Stress response genes may also activate other pathways that are key to regeneration. For example, hspb11 is a top upregulated gene at 8 hpl in zebrafish Müller glia; hspb11 is required for hedgehog signaling in mice,40 and this pathway has been shown to promote the stem cell potential of Müller glia in mammalian and chick retinas.41,42 Hedgehog signaling also stimulates aerobic glycolysis, a metabolic characteristic of pluripotent stem cells.43 Constitutive hedgehog signaling in developing zebrafish retinas results in an increase in the number of reactive Müller glia,44 although its role has not been studied in the context of zebrafish photoreceptor regeneration. In the mouse Rho−/− retinal degeneration model, both Hedgehog and Hippo signaling pathways are negatively regulated. Hippo signaling also induces Drosophila neural stem cell quiescence,45 inhibits zebrafish RPC proliferation, and promotes differentiation,46 but again, this pathway has not been examined in retinal regeneration. 
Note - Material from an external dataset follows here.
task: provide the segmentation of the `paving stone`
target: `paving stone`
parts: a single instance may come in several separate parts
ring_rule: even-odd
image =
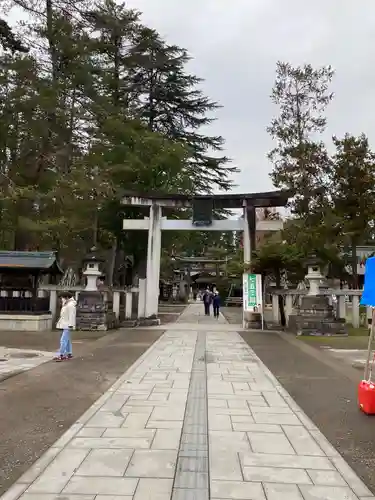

Another signaling pathway responsive to stress is NF-κB signaling pathway, which was strongly activated in zebrafish Müller glia, but repressed in Pde6brd1/rd1 mouse Müller glia. Inhibition of NF-κB signaling in neural stem cells results in symmetric division and accumulation of Nestin/Sox2/GFAP-expressing cells, reminiscent of gliosis.47 Nuclear factor–κB signaling is reactive oxygen species (ROS) responsive and stimulates an immune response by activating transcription of cytokines and ligands of known importance in retinal regeneration, such as interleukin-6 (IL-6),48,49 TNF-alpha,38 activin A,24,50 and in zebrafish tail fin regeneration, such as mmp9.51 Several genes in the complement cascade (c4b, c6, c7, c7a) are also upregulated in zebrafish Müller glia, and related complement fragments (C3a and C5a) can directly induce retinal regeneration in the embryonic chick model through transdifferentiation of retinal pigmented epithelial cells.52 Complement activation can also induce IL-6 and TNF-alpha, resulting in NF-κB and STAT-3 activation,53,54 and stat3 activation is critical for retinal regeneration in zebrafish.49,55 The role of the immune system in regeneration is increasingly recognized, and an interaction between stem cells and immune cell–derived factors is necessary for effective tissue regeneration.56 In the zebrafish brain, inflammation is both necessary and sufficient to trigger neurogenesis that resembles a regenerative response,57 but additional studies are needed to understand the role of the immune system in retinal regeneration. 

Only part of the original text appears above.